In my application I want to provide the ability to let users replace some string data using regular expressions. The strings may contain UTF-8 encoded octets and thus regex_replace should be UTF-8 aware.
On prototyping the regex functionality I got some strange behavior as demonstrated by the following program:
#include <iostream>
#include <string>
#include <regex>
int main() {
std::locale::global(std::locale("en_US.UTF-8"));
std::string origStr = u8"Süße Grüße aus Österreich wünschen FLÜSSE!";
std::string patternStr = u8"\\w+";
std::string replaceStr = u8"_$1_";
std::cout << "REPLACE '" << patternStr << "' with '" << replaceStr << "' in '" << origStr << "'" << std::endl;
std::cout << "C++ STL:" << std::endl;
std::regex pattern(patternStr, std::regex_constants::ECMAScript);
std::cout << std::regex_replace(origStr, pattern, replaceStr) << std::endl;
std::cout << "C++ STL with icase:" << std::endl;
std::regex patternIcase(patternStr, std::regex_constants::ECMAScript | std::regex_constants::icase);
std::cout << std::regex_replace(origStr, patternIcase, replaceStr) << std::endl;
}
Output:
REPLACE '\w+' with '_$1_' in 'Süße Grüße aus Österreich wünschen FLÜSSE!'
C++ STL:
__ __ __ __ __ __!
C++ STL with icase:
__üß__ __üß__ __ Ö__ __ü__ __Ü__!
The first result line is what's expected. The second line, however, is not. The flag std::regex_constants::icase
seems to prevent \w
from matching UTF-8 characters. Why is this happening?

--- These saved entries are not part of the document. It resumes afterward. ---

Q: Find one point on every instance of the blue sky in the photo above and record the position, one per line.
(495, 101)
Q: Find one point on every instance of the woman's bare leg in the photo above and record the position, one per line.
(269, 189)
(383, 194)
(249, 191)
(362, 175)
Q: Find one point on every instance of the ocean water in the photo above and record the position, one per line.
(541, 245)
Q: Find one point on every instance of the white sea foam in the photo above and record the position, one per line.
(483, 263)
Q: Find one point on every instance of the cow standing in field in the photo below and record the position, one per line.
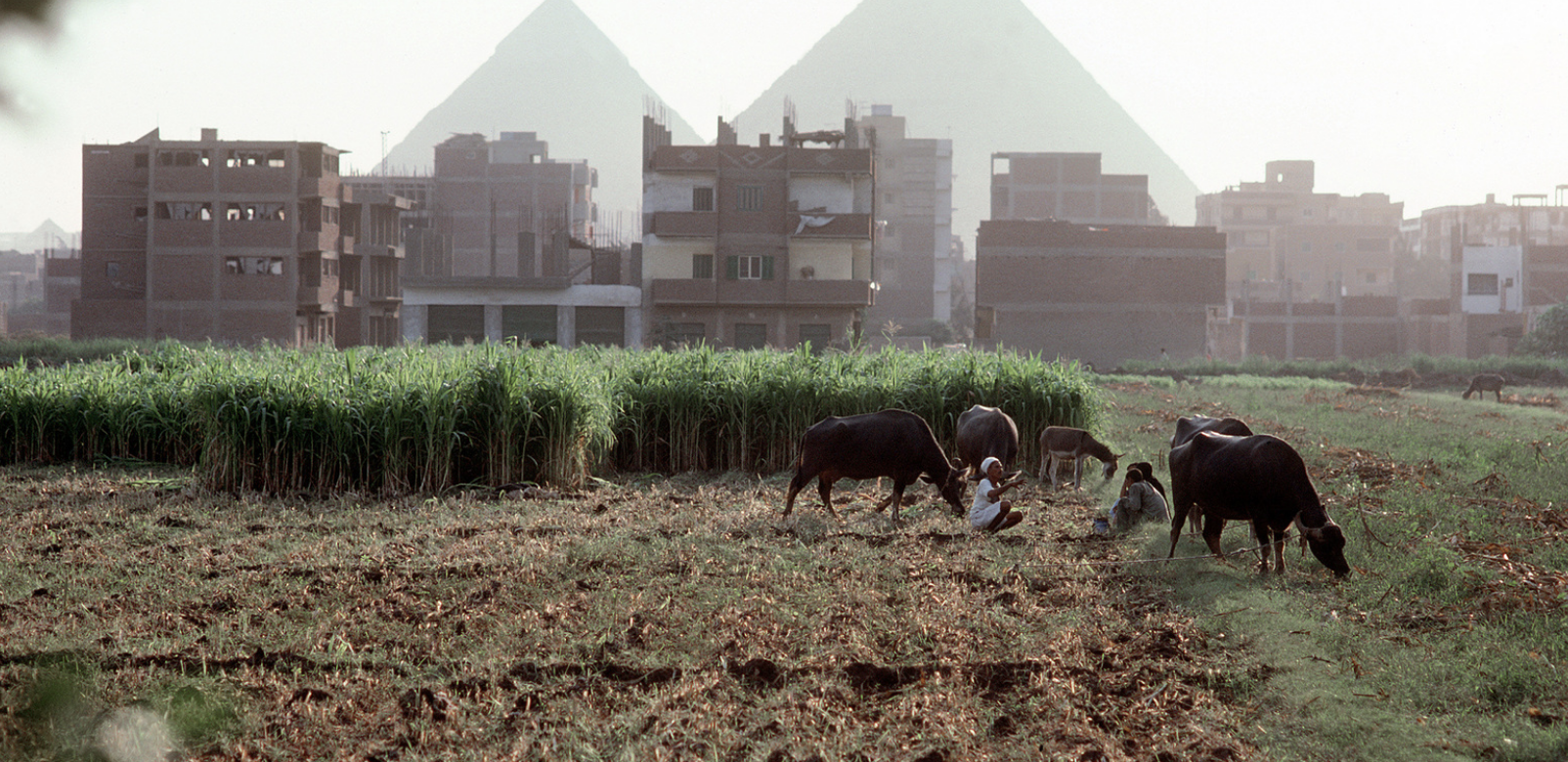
(1256, 479)
(1485, 383)
(1062, 444)
(985, 433)
(1188, 428)
(891, 443)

I also tried using boost::regex where \w
doesn't match a UTF-8 character, no matter if case is ignored or not.
Command to build and run:
g++ -std=c++14 -Wall -pedantic simple-replace.cpp -o simple-replace && ./simple-replace
I'm using macOS High Sierra, g++ -v
says: Apple LLVM version 10.0.0 (clang-1000.11.45.5)
.
Update:
As to why this should work at all, this answer says:
You would need to test your compiler and the system you are using, but in theory, it will be supported if your system has a UTF-8 locale.
Source: https://stackoverflow.com/a/11255698/2771733
The test string in origStr has no real meaning and translates to something like Sweet Greetings from Austria wish RIVERS! It's just used because of the different UTF-8 characters in there.